Der ganze Umfang der Stadt beträgt 13.800 Klafter, das sind 3½ deutsche Meilen. Das Innere der Stadt ist, wie bey allen alten Städten, nichts weniger als regelmäßig. Die 18 Plätze derselben sind meistens klein, die 110 Gassen enge und krumm (was dem Fremden sehr lästig fällt, weil er in jedem Augenblick durch die Fiaker gerädert zu werden befürchtet), werden jedoch zur Nachtzeit durch 4000 Laternen erleuchtet. Der Häuser, sämmtlich massiv, sind ohne die Kirchen 1215, welche von 50.098 Menschen bewohnt werden. Wien ist die erste Fabrikstadt des Kaiserstaats. Die Manufacturen und Fabriken beschäftigen gegen 60.000 Menschen. Die Menge der Künstler, besonders der Maler, Zeichner, Kupferstecher und Lithographen, ist außerordentlich groß. Wien ist zugleich der Mittelpunct des österreichischen Handels und das Depot des gesammten Geldumlaufs. 

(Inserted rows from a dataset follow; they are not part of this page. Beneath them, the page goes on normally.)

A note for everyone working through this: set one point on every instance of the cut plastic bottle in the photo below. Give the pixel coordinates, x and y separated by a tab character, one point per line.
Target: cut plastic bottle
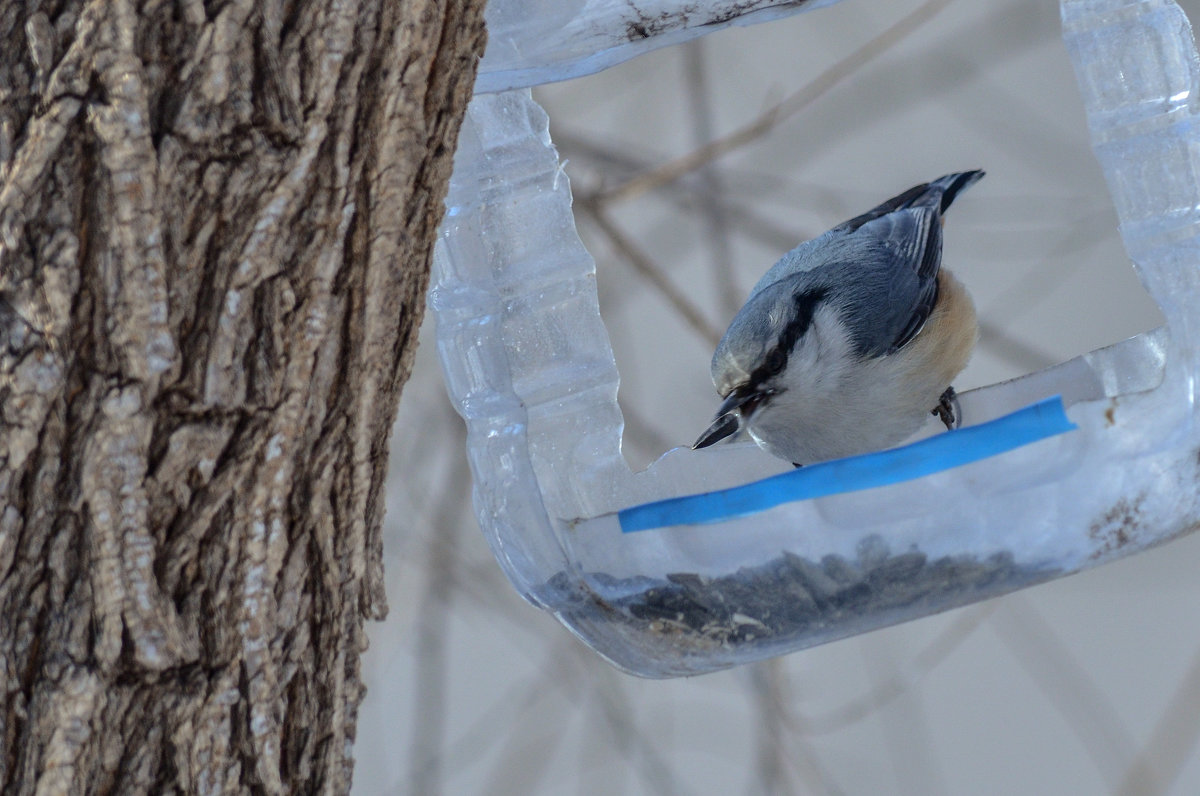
724	556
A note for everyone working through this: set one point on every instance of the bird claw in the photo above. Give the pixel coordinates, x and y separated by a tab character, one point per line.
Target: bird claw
948	410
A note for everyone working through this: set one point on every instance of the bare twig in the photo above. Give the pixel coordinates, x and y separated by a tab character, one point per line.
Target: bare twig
795	103
652	273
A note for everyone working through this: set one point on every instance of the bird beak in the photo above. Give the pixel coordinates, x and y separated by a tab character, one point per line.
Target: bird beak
729	418
723	426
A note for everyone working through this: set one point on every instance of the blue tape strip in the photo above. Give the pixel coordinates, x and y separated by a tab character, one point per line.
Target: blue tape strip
1037	422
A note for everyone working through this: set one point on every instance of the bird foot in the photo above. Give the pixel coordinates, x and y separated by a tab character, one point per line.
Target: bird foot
948	410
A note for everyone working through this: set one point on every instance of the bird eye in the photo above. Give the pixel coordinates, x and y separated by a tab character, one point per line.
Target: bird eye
777	359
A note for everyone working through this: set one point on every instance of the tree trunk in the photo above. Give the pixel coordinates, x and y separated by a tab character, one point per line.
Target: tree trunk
215	231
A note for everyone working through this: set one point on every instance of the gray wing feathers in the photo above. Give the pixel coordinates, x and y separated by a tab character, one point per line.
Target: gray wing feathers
880	268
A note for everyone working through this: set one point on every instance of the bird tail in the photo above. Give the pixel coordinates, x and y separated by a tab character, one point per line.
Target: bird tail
941	191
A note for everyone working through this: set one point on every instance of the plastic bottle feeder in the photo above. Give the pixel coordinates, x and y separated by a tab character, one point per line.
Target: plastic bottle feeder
724	556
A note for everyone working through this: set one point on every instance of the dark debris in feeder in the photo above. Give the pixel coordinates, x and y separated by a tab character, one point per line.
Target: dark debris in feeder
790	596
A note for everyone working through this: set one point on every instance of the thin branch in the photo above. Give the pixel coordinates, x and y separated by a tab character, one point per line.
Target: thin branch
673	169
887	690
652	273
1068	686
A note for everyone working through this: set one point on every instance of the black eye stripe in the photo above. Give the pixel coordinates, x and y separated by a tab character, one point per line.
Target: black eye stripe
777	358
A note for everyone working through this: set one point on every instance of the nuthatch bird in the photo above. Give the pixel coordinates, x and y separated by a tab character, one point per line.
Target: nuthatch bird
851	341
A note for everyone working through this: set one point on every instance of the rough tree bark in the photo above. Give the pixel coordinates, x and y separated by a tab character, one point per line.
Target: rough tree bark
215	229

In Wien sind gegen 70 Kaffeehäuser, viele Gasthöfe u.s.w. Wien hat fünf Schauspielhäuser: das National-Theater nächst der Burg für regelmäßige Lust-, Schau- und Trauerspiele, das Theater nächst dem Kärtnerthore für Opern und Ballets, das große Schauspielhaus an der Wien, das besonders zu Spectakelstücken geeignet ist, das Theater in der Leopoldstadt und das niedliche kleine Theater in der Josefstadt. Als große öffentliche Promenaden stehen dem Publicum der Prater, die Brigittenau, der Augarten und verschiedene öffentliche und Privatgärten zu Gebote. Zum schnellen Fortkommen stehen 650 numerirte Fiaker vom Morgen bis um Mitternacht bereit. Zu den nächsten Umgebungen von Wien gehört das kais. Lustschloß Schönbrunn, eine halbe Stunde außer den Linien, südwestlich gelegen, mit den schönen Gärten, die eine Schöpfung von Maria Theresia sind. Der Lustgarten umgibt das Schloß von drey Seiten; der große, im französisch-holländischen Geschmacke angelegte Garten steht dem Publicum offen.

G.C.B. Rumy, 1826

Alle Texte sind in alter Schreibweise wiedergegeben und großteils unverändert. Die Bilder dienen als zeitgenössische Kommentare und entstammen demselben Werk. 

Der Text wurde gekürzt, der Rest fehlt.